# FREE Birmingham Rollers - South Orange County, CA



## roller11 (Sep 10, 2009)

The following images contain Birmingham Rollers that I have available to be shipped (paid by yourself) or picked up locally. These birds are well taken care of and healthy. I'm downsizing my flock.

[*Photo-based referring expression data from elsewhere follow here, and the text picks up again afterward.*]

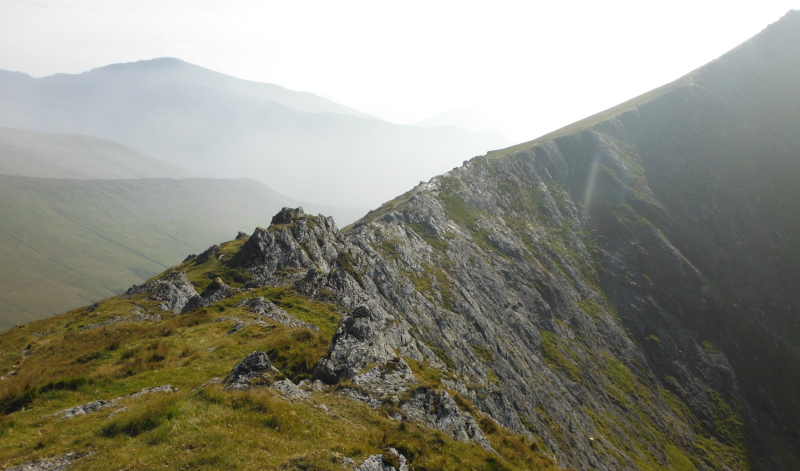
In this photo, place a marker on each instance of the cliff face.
(622, 293)
(626, 290)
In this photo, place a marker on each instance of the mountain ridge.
(617, 297)
(214, 128)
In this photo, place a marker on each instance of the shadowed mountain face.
(621, 295)
(297, 143)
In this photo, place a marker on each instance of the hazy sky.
(534, 66)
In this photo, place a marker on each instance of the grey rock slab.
(173, 290)
(385, 462)
(437, 409)
(253, 368)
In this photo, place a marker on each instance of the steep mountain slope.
(619, 295)
(82, 240)
(37, 154)
(308, 149)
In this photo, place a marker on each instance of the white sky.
(534, 66)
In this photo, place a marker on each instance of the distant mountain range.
(47, 155)
(102, 219)
(300, 144)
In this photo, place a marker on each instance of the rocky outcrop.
(438, 410)
(254, 369)
(266, 309)
(54, 463)
(173, 290)
(86, 408)
(215, 292)
(389, 460)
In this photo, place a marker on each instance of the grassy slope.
(46, 155)
(211, 428)
(68, 243)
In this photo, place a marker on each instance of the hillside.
(300, 145)
(85, 240)
(45, 155)
(619, 295)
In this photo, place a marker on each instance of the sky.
(525, 67)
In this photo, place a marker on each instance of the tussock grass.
(58, 363)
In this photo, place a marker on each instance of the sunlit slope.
(84, 356)
(46, 155)
(67, 243)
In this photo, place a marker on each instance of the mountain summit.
(620, 295)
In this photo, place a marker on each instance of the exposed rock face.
(264, 308)
(254, 369)
(85, 409)
(592, 288)
(438, 410)
(214, 292)
(54, 463)
(174, 291)
(385, 463)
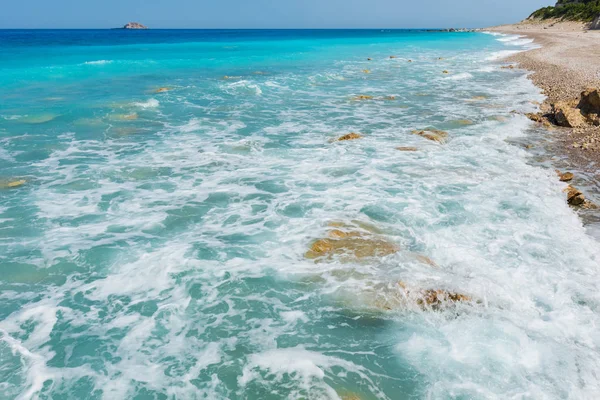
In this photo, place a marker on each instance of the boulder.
(566, 177)
(435, 135)
(350, 136)
(362, 97)
(574, 196)
(567, 116)
(590, 102)
(13, 184)
(134, 25)
(427, 299)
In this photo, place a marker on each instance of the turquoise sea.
(153, 243)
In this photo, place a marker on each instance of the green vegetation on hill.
(582, 10)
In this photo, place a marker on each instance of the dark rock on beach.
(134, 25)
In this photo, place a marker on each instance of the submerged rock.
(566, 177)
(402, 296)
(350, 136)
(435, 135)
(590, 102)
(478, 98)
(350, 243)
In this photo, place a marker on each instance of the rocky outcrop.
(12, 184)
(435, 135)
(589, 105)
(596, 23)
(404, 148)
(134, 25)
(574, 196)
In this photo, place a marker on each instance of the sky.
(265, 13)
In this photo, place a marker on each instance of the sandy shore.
(567, 63)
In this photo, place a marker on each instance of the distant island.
(133, 25)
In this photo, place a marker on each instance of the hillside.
(570, 10)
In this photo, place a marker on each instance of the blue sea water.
(153, 243)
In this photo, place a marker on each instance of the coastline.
(566, 63)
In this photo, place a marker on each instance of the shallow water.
(157, 248)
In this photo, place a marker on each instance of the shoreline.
(566, 63)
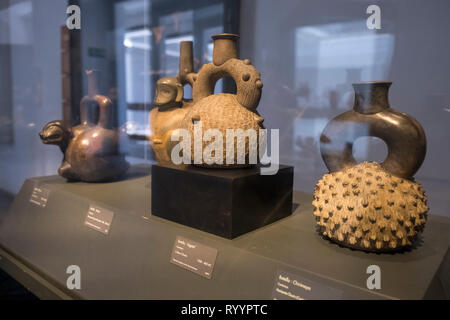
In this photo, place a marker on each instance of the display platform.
(126, 253)
(224, 202)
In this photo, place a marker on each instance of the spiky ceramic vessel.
(365, 207)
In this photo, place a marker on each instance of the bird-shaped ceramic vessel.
(208, 111)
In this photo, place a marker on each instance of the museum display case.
(224, 149)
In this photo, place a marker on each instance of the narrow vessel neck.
(371, 97)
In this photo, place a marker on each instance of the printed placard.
(39, 196)
(99, 219)
(194, 256)
(289, 286)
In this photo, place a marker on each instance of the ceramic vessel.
(209, 111)
(371, 206)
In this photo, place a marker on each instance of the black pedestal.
(224, 202)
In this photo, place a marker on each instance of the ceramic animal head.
(55, 132)
(169, 93)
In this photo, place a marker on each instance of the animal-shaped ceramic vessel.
(369, 206)
(226, 112)
(91, 149)
(220, 112)
(170, 106)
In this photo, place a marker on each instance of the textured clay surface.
(365, 207)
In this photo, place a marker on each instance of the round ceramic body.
(372, 116)
(369, 206)
(221, 112)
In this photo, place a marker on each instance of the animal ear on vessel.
(180, 93)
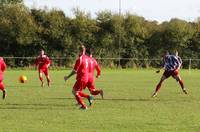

Pictures with 2 birds are pairs.


----------



## SamanthaBrooke (Jun 24, 2011)

How much would shipping be to zip code 30024 GA

Thanks!


----------



## pigeon is fun (Sep 6, 2010)

roller11,
where is your location?
thanks


----------



## Phil Eyko (Jul 7, 2011)

O how I wish I was in your area.
Beautiful pigeons.


----------



## Big T (Mar 25, 2008)

SamanthaBrooke said:


> How much would shipping be to zip code 30024 GA
> 
> Thanks!


around 24 to 30 dollars four two to three birds.


----------



## RollerLover08 (Nov 4, 2011)

Hey I Wanna It. Do U Still Have It? Give me a email [email protected]


----------



## raja (Oct 23, 2011)

r u giving them for free hahaha if u r lmk bc i would love to take the first 1 the white with black dots and the black with white face i mena 1st pair is it free i mean i will pay shipping but r u giving t for free ?


----------



## horseart4u (Jun 16, 2011)

wow they are pretty wish i was close i am looking for black & white ones


----------



## raja (Oct 23, 2011)

*hey*

Hey Bro R These Free If Ya Then I Want The First Pair And Second Pair I Will Pay The Shipping And Box Lmk Plz I Am Waiitng


----------



## AZCorbin (Feb 28, 2011)

raja said:


> Hey Bro R These Free If Ya Then I Want The First Pair And Second Pair I Will Pay The Shipping And Box Lmk Plz I Am Waiitng


Yes the birds are free. Check the title
*FREE Birmingham Rollers - South Orange County, CA*

However the user has not been on since August and this thread was first posted in July so I would assume he found them a home by now. But you never know.

I believe it is forum default to be notified of PM's by email so try that!


----------



## nWoAhmad (Aug 20, 2011)

hey mate can you ship to Australia?


----------



## tjad25 (Feb 6, 2012)

Very cool, nice birds


----------